Brilliant marketing here in the title

stephbook 2 hours ago

Playing on iphone13 mini.

It instructs me to rotate my phone. The pasture doesn't get any bigger, but now the top bar blocks half the screen. The tooltip about rotating stays in the middle of the screen. Unplayable. There's a music note indicating sound, but I never heard the dog bark.

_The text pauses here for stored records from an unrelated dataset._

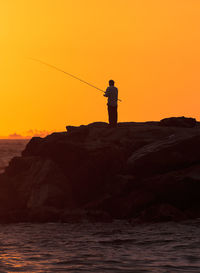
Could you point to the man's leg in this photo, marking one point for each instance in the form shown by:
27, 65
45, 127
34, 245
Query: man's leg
109, 114
115, 116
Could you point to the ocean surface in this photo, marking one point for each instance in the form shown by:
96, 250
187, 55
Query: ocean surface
101, 247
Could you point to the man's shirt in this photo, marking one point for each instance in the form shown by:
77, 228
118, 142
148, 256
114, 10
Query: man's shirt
112, 94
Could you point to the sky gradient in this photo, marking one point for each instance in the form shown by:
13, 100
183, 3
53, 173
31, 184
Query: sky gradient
150, 49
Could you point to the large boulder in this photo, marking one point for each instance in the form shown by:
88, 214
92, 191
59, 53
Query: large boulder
137, 170
168, 154
179, 122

It's exactly the kind of unpolished slop I expected it to be.

PUSH_AX 59 minutes ago

In which harness?

andrepd 49 minutes ago

He should ask AI to tell him that #aaa text on #eee background is not acceptable.

CarRamrod 1 hour ago

BAA VRAM EWE

ai_fry_ur_brain 1 hour ago

Forces me to rotate to get warning message to disappear (works fine on portrait, but regardless forces me to play with two hands..), when rotate doesnt even fit on phone.

fROnTEnD DeV Is DeAd

DeSiGN Is DeAD

Cool idea tho, could be a fun game if if the UX wasnt so hostile.

wg0 1 hour ago

Now next game - The Boy who cried wolf! Wolf!

hbarka 2 hours ago

That’s one tired sheepdog.

vnglst 2 hours ago

This was my second attempt, I'm still learning! Besides, the wolf was freaking me out.
- defrost 1 hour ago
  
  Always fun having a go, mind you Michael Nyman had some thoughts on all this: https://www.youtube.com/watch?v=xn1_vUe_Vws
  For interest, some shepherds run two dogs, each on a different whistle or voice command pitch.

esailija 2 hours ago

I didn't even have to play. Immediately after opening, some notification about rotating my phone is obscuring the instructions and I cannot read them.

fennecbutt 2 hours ago

Damn I couldn't load it on my Nokia n95 from 2007 either. Damn bruh, these silly devs should make this stuff work on everything.
- esailija 1 hour ago
  
  I am on a flagship samsung that runs for example the Red Alert 2 browser port well.
  OP is just pushing slop, the 80% part anyone gets for free. (well 20 bucks)

isoprophlex 1 hour ago

"a game idea I've had for years"

Bruv, there are already countless games with this exact mechanic...

chvid 1 hour ago

As far as I can tell it is possible to get this sort of quality game with a properly tuned harness out of one of the cheaper models.